By Michael Wilson
Fellow liberal arts institution Sweet Briar College announced on March 3, 2015 that it would be closing permanently after the spring semester for financial reasons.
Located in Amherst County, Virginia, Sweet Briar College is a women’s liberal arts institution that was established in 1901. Despite the school’s long history, it was facing problems with finances and enrollment. The school had only 700 students and was giving out discount rates on tuition to attract students. An article in The Washington Post reported that discount rates were as high as 60 percent. The school was also not able to function on its $84 million endowment. The board of directors decided that its only option was to close the school.
Virginia Wesleyan College administration expressed their sympathies for Sweet Briar.
“We have responded with enormous sadness,” said Virginia Wesleyan President Dr. William Greer. “One of the things that makes Virginia such a good place to live is our so many wonderful higher education institutions. When we lose one, it’s like losing a member of the family.”
Colleges and universities throughout the country have reached out to Sweet Briar and offered enrollment for their students. Hollins University and Mary Baldwin College, two women’s institutions in Virginia, will be taking in a large number of Sweet Briar students. A number of coed institutions have reached out as well, including Virginia Wesleyan.
It has not been confirmed that any Sweet Briar students will be transferring to Virginia Wesleyan, but a couple of students have expressed interest.
“We are currently working with several young ladies from Sweet Briar and [. . .] have just admitted one of their young ladies to our campus and will see if she ultimately enrolls,” said Dean of Admissions Nelson Davis.
Sweet Briar students who decide to transfer to Virginia Wesleyan might need to make some adjustments.
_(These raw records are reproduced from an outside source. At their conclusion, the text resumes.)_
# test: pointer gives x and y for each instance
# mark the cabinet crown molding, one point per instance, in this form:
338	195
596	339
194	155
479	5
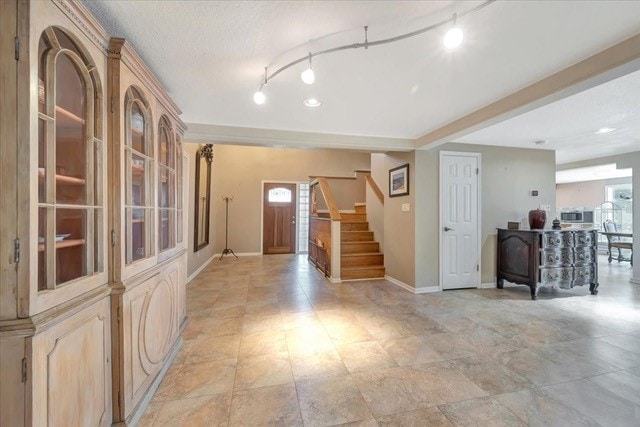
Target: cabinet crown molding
124	51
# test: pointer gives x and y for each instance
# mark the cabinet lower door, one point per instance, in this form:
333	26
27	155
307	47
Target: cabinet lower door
71	370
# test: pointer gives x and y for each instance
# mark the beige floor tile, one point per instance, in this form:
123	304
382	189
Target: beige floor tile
317	365
331	401
490	375
365	356
263	342
537	408
200	411
275	405
262	371
222	327
596	402
480	412
411	350
392	390
207	347
431	417
443	383
197	379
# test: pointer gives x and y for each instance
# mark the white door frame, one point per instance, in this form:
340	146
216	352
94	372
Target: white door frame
278	181
478	156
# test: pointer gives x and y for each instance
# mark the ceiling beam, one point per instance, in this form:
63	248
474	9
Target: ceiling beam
235	135
616	61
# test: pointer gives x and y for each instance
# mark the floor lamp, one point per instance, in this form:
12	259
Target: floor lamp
227	250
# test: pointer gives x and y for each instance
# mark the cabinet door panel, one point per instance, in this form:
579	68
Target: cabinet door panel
72	372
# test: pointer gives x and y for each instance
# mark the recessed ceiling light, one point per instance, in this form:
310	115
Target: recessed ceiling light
605	130
312	102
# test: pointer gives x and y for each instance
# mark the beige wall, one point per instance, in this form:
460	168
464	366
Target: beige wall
195	259
240	171
507	177
345	192
588	194
398	230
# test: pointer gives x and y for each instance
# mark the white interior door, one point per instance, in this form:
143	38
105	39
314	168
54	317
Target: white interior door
459	220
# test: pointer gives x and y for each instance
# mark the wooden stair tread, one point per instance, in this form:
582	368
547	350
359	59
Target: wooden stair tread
362	253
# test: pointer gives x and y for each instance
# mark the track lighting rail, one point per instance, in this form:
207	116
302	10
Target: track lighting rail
366	44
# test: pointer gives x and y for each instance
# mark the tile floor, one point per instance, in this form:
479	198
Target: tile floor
269	341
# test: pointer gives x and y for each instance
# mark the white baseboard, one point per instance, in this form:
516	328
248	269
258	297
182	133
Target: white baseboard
239	254
363	280
202	267
420	290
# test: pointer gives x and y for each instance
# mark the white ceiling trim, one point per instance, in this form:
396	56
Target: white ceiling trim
609	64
205	133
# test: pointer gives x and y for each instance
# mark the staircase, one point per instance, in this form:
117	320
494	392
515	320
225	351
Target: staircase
360	255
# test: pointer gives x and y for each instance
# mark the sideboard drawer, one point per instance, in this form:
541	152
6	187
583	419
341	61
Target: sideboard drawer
557	239
556	276
556	257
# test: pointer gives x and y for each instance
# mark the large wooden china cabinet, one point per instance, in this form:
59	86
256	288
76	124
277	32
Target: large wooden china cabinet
148	298
92	254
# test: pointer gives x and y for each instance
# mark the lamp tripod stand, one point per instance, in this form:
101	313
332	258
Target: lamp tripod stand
227	250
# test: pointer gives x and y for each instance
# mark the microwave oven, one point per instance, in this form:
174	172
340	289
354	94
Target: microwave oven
577	216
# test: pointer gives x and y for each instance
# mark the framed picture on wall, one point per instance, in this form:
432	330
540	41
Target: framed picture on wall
399	181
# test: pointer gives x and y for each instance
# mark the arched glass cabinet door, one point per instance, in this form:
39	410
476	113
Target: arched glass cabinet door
70	169
166	185
138	155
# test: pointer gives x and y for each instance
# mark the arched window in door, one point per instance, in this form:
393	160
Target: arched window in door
70	161
279	195
138	152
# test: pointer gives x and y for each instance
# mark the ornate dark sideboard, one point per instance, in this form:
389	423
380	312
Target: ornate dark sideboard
549	258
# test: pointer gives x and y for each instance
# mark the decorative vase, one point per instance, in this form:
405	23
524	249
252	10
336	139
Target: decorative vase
537	219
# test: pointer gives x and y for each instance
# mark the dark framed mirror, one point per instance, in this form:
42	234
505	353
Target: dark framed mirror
204	158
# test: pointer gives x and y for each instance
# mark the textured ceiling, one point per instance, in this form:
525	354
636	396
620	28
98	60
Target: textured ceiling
210	56
569	126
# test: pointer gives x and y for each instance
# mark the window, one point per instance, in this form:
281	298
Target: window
279	195
166	185
70	168
138	154
303	218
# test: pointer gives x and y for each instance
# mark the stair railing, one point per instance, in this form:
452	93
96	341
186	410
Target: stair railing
324	233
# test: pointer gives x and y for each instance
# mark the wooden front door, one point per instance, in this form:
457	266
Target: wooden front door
279	220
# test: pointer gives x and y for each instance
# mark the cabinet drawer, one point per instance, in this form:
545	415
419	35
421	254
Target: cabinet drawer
584	238
556	257
584	256
583	275
551	240
556	276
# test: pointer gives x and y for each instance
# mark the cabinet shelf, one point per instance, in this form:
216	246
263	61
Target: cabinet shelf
68	114
64	244
64	179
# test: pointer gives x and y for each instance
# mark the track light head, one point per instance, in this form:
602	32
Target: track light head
453	38
308	76
259	97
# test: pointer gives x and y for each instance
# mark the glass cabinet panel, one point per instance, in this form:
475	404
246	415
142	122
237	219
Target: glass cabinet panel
166	186
138	166
69	162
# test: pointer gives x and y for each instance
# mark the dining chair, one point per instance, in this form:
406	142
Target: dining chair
616	242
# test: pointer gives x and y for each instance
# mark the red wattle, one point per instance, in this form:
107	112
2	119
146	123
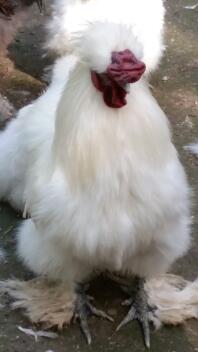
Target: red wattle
124	69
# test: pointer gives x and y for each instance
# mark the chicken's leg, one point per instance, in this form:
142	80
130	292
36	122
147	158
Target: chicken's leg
139	310
83	309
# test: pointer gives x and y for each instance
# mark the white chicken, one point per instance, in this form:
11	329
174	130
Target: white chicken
92	159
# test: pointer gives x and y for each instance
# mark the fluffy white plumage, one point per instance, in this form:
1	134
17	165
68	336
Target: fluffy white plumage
104	187
145	17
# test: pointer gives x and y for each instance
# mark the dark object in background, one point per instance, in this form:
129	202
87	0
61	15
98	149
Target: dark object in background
12	16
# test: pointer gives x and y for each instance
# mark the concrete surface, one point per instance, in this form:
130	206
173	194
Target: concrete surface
176	88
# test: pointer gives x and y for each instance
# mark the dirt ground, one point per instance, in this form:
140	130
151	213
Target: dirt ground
176	87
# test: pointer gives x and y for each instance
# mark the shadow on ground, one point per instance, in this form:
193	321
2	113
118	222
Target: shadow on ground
176	88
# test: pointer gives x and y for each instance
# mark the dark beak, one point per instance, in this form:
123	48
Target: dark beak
40	4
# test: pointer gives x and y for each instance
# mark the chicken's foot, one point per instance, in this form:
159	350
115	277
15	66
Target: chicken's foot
83	309
139	310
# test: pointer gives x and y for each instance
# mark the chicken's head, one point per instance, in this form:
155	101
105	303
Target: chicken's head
114	58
“In our case, there are two very big distinctions with VWC verses Sweet Briar. One is that we’re coeducational. So being around guys will be a difference,” said Davis. “Another is Hampton Roads verses Amherst, Virginia. They’re a very rural community. We’re a very urban community.”
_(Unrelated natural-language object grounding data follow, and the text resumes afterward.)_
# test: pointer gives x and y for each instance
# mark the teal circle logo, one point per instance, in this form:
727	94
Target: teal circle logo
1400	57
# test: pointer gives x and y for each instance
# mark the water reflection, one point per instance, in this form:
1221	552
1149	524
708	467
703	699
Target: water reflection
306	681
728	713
Although there are some differences between the two institutions, they both share the distinctions of being a small liberal arts college.
“On the positive side, they’re small and we’re small, so there’s a connection there. They’re a liberal arts college and we’re a liberal arts college, so that’s another connection,”said Vice President of Student Affairs and Dean of Enrollment Services David Buckingham. “I think the folks who have made applications are from the area, so that will ease the transition. They’re accustomed to having good faculty and they’ll get that here as well. I think it will be a win-win for everyone.”
Both women’s and liberal arts colleges have faced difficulties with enrollment and finances in the past few years. A number of all women institutions have either shut down or switched to coed. Randolph College, formerly Randolph-Macon Woman’s College, went from being all women to coed in 2007.
Vice President of Academic Affairs Dr. Timothy O’Rourke believes that Virginia Wesleyan does not need to worry about having the same fate as Sweet Briar.
“We’re literally in a different place. Our enrollment has been going up. A few years ago, we had 1100 students in our day program. We’re now up to 1400 students. We sit in the middle of the 34th largest metropolitan area. We’re the only small, private, liberal arts college in the Hampton Roads. So, as I like to say to people ‘We’re an institution swimming in a sea of opportunity,’ but we have to pay close attention to our finances to become a better institution. We have to be attentive and focused, and we are,” said O’Rourke.
President Greer encouraged Sweet Briar students to come take a look at Virginia Wesleyan.
“We’re here, we’re open for business. We will encourage them to come and look at us. Don’t just say, ‘Oh they’re coed, I don’t want to look at them,’ Come meet our students, meet our faculty. Attempt to get to know something about us and know our culture here. We will do anything that we can do to help make the transition,” said Greer.